Book Description
The compelling story of the man who masterminded the Great Train Robbery
'His story stands apart ... skilful enough to capture both the immediate excitement of crime and the dull price it so often extracts' Laurie Taylor, The Times
8 August, 1963; a railway track in Buckinghamshire. The moon shines clearly over Bruce Reynolds and sixteen other men robbing a train of its sacks of money. The Great Train Robbery has entered British folklore as one of the most audacious, and extraordinary, crimes of the twentieth century. The haul - #2,631,684 - is, in today's money, a staggering #26 million.
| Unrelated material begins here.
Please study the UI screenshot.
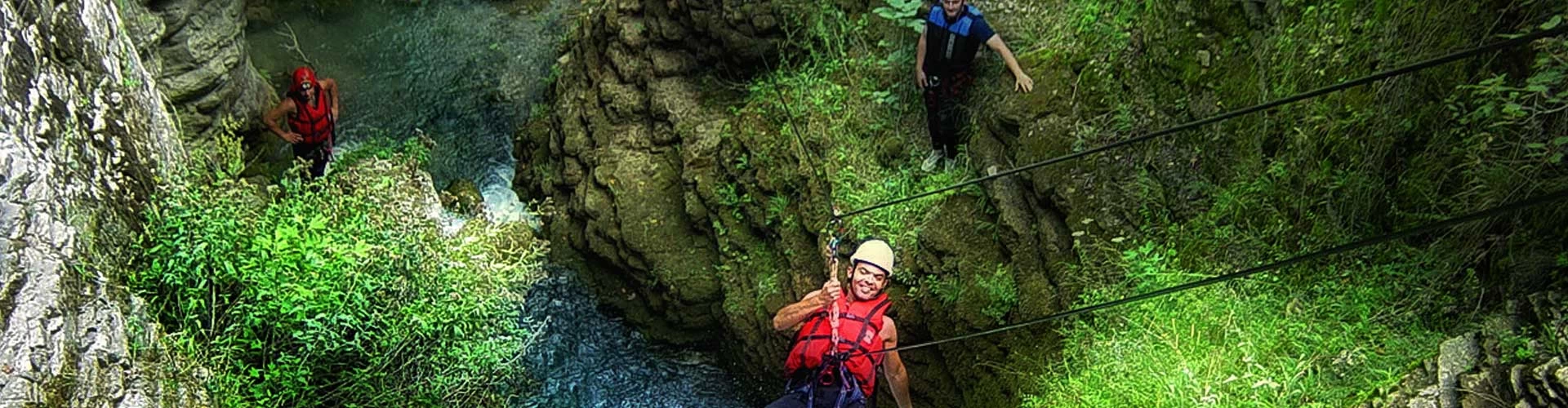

Bruce Reynolds, the leader of the gang, was sentenced to 25 years in prison; even the Commissioner of the Met, Sir Robert Mark, thought that excessive.
Since leaving school in 1946, Bruce Reynolds dreamt of adventure: minor crimes at first, small-scale smash-and-grabs, but soon he was running a top-class firm. Although they committed a succession of lucrative, high-profile robberies, it wasn't nearly enough. Bruce Reynolds wanted more.
The Autobiography of a Thief is the story of a professional criminal, and the murky world around him - it's funny, touching, illuminating, and shocking.
'Far superior in style and narrative to the standard self-serving criminal memoir' Duncan Campbell, Guardian
Synopsis
Bruce Reynolds' life of crime began with a small-scale smash-and-grabs and led to a succession of lucrative, high-profile robberies - but it was on the empty early-morning fields of middle England that he found his Eldorado. In the early hours of 8 August 1963, he and 16 others robbed the Glasgow-to-Euston mail train of #2,631,684 - in today's money, #26 million. The Great Train Robbery was the most infamous robbery in British history, and Bruce Reynolds' account of his life covers every detail of the crime and its aftermath, up to the present day.